Предчувствую скорое и тайное разоблачение. Предвижу страшную месть, только не настигла бы она предателя слишком поздно. А пока — бдите, братья, бдите! Порою достаточно одного слова предателя, пусть даже малоосведомленного, чтобы привести в расстройство наши так тщательно составленные планы».
Братья с немым изумлением переглянулись: язык непримиримого иллюмината, его предвидение, которому они знали множество удивительных примеров, — все это немало способствовало тому, чтобы омрачить созванный Бальзамо совет.
И сам Бальзамо, веривший в проницательность Сведенборга, не мог избавиться от мучительной тревоги, сжавшей ему сердце после чтения письма.
— Братья, — заговорил он, — вдохновенный пророк ошибается редко. Давайте же последуем его совету и будем настороже. Теперь вы, как и я, уже знаете, что борьба начинается. Не дадим же победить себя нашим достойным сожаления врагам, чье могущество и безопасность мы подрываем. Не забывайте, что преданность они могут купить. Подкуп — могучее оружие в мире, где живут люди, не видящие дальше границ своего земного существования. Братья, бросим вызов подкупленным предателям.
— Эти страхи кажутся мне ребяческими, — раздался чей-то голос. — Мы с каждым днем становимся сильнее, нами твердой рукой руководят блистательные таланты.
Бальзамо поклонился льстецу за высказанную похвалу.
— Да, но, как сказал наш высокочтимый великий мастер, предательство проникает всюду, — возразил один из братьев, оказавшийся не кем иным, как хирургом Маратом, которого, несмотря на молодость, возвели в высокий ранг, благодаря чему он впервые присутствовал на подобном совещании. — Вдумайтесь, братья: ведь чем слаще наживка, тем крупнее улов. Если господин де Сартин, имея мешок экю, может купить признания одного из наших рядовых членов, то министр, пообещав миллион или высокий чин, может подкупить одного из наших мастеров. А рядовой член ведь ничего не знает.

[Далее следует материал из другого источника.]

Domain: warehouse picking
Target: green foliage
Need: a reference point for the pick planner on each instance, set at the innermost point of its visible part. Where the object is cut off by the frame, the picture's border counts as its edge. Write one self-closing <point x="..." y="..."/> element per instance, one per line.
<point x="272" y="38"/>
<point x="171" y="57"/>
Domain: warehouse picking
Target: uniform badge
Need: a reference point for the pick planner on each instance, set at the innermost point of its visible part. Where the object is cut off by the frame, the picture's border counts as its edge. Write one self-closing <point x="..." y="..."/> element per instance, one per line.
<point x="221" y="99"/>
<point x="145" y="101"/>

В крайнем случае ему известны имена некоторых своих собратьев, но они никакой ценности не представляют. Организация у нас прекрасная, однако ей в высшей степени свойственна кастовость, подчиненные ничего не знают и ничего не могут, их собирают, чтобы сообщить им всякие пустяки или поручить какую-нибудь мелочь, а между тем они своим временем, своими деньгами способствуют упрочению нашего здания. Подумайте-ка: подручный лишь подносит камень и известковый раствор, но разве без камня и раствора вы построите дом? Подручный этот получает скудное жалованье, однако же я считаю его равным архитектору, который по своему плану создает и оживляет все сооружение; я считаю их равными, потому что оба они — люди, а по мнению философов, любой человек стоит другого; каждый несет свою долю несчастий, каждому грозит рок; на долю же подручного выпадает даже больше опасностей — ему может свалиться на голову камень, под ним могут подломиться леса.
— Я прерву вас, брат, — перебил Бальзамо. — Вы отклонились от вопроса, который должен нас сейчас занимать. Ваш недостаток, брат, заключается в том, что вы всегда усердствуете и обобщаете предмет спора. Сейчас мы не выясняем, хороша или дурна наша организация, речь идет о том, чтобы сохранить ее крепость, ее целостность. А имей я желание поспорить с вами, ответ мой был бы таков: нет, орган, передающий движение, не равноценен гению творца; нет, рабочий не ровня зодчему; нет, мозг не то же самое, что рука.
— Но если господин де Сартин схватит одного из братьев низшего ранга, — горячо запротестовал Марат, — разве он не отправит его гнить в Бастилию так же, как вас или меня?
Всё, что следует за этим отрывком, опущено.